An Inconvenient Sequel: Truth to Power
- Author: Al Gore
- Subject: Global warming
- Publisher: Rodale Books
- Publication date: July 25, 2017
- Pages: 320
- ISBN: 978-1-63565-108-9 (paperback)
- Preceded by: Our Choice

= An Inconvenient Sequel (book) =

2017 book by Al Gore

An Inconvenient Sequel: Truth to Power: Your Action Handbook to Learn the Science, Find Your Voice, and Help Solve the Climate Crisis is a book by former Vice President and environmental activist Al Gore. It was written in conjunction with his 2017 documentary film, An Inconvenient Sequel: Truth to Power, and is a sequel to his 2006 book An Inconvenient Truth. It was published on July 25, 2017 by Rodale, Inc. in Emmaus, Pennsylvania.

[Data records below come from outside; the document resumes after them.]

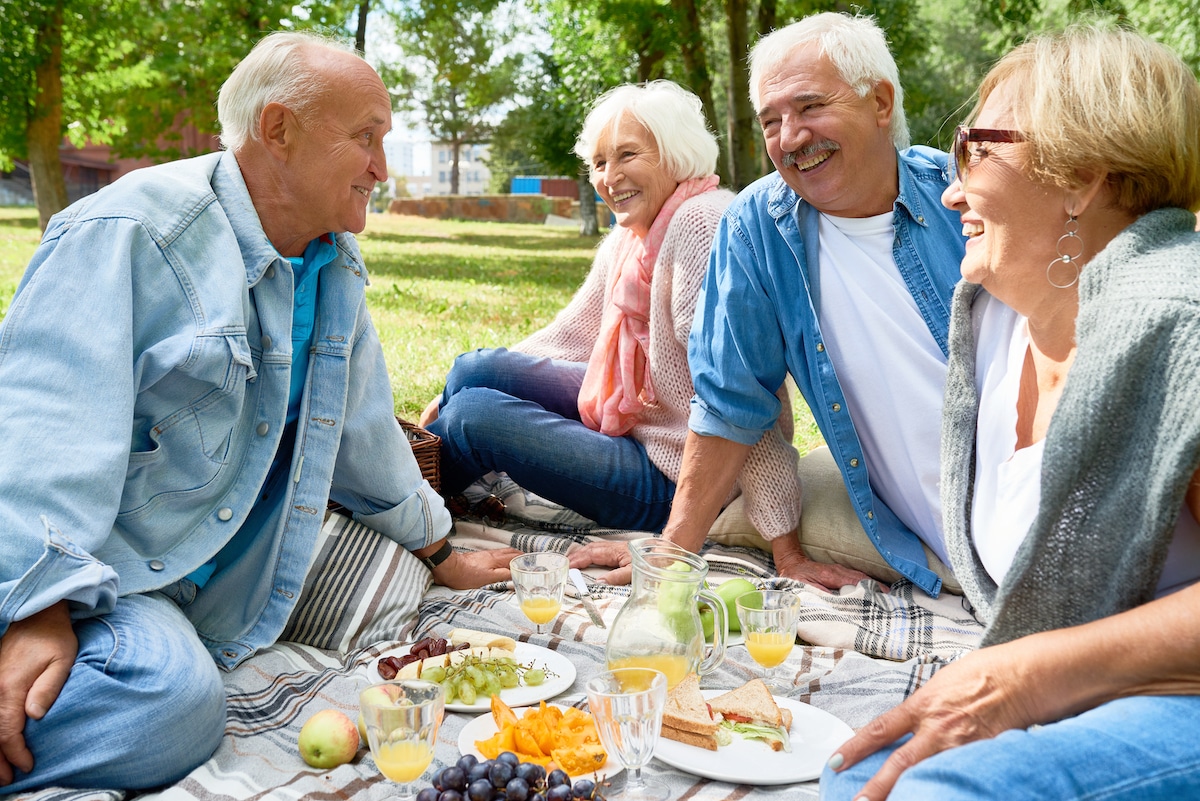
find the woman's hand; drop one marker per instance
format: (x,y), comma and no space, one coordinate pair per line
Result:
(978,697)
(431,413)
(792,562)
(36,656)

The book discusses global warming, methods of reducing its impact, and climate change denial.

==Synopsis==
The book is intended to encourage and inform readers on how they can help fight anthropogenic global warming and climate change, and is a more in-depth analysis than the film. The book describes how humans have further damaged the environment since the release of An Inconvenient Truth, and makes more predictions about what will happen in the near future if humans fail to act. The book also describes advancements that have been made so far in the effort against global warming, such as developments in alternative energy sources. The book explores other aspects of the climate crisis, such as climate change denial and the corporate influence of money in politics, and ends by reasoning that it is not too late to solve the crisis.

== Production ==
An Inconvenient Sequel was written by former Vice President Al Gore as a follow-up to his 2006 book, An Inconvenient Truth.

== Release ==
An Inconvenient Sequel was released by Rodale, Inc. on July 25, 2017, the book was released prior to the documentary of the same name.

=== Critical reception ===
Writing for the Yale Program on Climate Change Communication Michael Svobada listed the book as one of the best books on climate change.